President Obama weighed in recently on the controversy created by a football player refusing to standing during the playing of the national anthem at the beginning of a game. Colin Kaepernick, a San Francisco 49er’s quarterback, wants to call attention to his view that people of color are oppressed. The President supported him, saying Kaepernick was exercising his constitutional right under the First Amendment. A few days ago Jeffrey Toobin more specifically analogized this issue to a case in which the Supreme Court struck down a law requiring school children to salute the flag, because it violated their beliefs as Jehovah’s Witnesses.
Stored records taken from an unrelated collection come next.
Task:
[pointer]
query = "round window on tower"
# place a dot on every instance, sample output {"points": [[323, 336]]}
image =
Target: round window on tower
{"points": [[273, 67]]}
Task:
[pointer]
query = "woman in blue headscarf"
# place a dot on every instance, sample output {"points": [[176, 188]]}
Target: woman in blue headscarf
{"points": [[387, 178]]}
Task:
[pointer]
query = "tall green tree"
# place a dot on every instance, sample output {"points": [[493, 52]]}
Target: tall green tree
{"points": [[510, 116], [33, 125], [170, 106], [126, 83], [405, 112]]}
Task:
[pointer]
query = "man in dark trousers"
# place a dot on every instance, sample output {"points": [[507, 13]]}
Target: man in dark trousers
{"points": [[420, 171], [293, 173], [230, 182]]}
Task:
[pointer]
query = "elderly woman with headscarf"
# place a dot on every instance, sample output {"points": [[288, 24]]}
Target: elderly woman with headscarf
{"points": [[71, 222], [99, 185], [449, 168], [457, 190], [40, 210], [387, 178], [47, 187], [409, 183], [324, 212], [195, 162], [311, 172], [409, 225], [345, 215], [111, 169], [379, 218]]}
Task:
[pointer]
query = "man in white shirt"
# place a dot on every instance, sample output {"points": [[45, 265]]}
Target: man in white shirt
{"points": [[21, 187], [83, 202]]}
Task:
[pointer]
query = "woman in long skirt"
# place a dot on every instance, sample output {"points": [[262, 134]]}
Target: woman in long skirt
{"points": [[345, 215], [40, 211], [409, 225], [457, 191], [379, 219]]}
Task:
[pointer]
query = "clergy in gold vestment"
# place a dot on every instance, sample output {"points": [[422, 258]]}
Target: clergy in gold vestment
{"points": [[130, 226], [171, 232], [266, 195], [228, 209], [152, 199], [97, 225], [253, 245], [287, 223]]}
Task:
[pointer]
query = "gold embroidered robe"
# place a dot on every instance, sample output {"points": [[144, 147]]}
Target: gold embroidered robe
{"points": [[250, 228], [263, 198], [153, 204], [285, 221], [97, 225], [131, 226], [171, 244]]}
The President’s and Toobin’s comments represent a characteristic bit of Progressive misdirection, failing to distinguish between legal and social norms. It is absolutely correct that the government has no right to penalize Kaepernick for his action. Expressive conduct up to burning the American flag should indeed be immune to criminal penalties. But no government official is threatening Kaepernick with official sanctions, although some politicians are exercising their own First Amendment rights to criticize his behavior.
The real question is whether Kaepernick is right to use the time for the national anthem for protest. A directly related question is whether his team or the NFL should tell him to desist and penalize him if he does not. That is an issue to be decided in light of his contract with his team and his team’s contractual relation to the NFL. It is one of private ordering about which the Constitution has nothing to say.
The optimal content of social norms cannot be decided by First Amendment case law.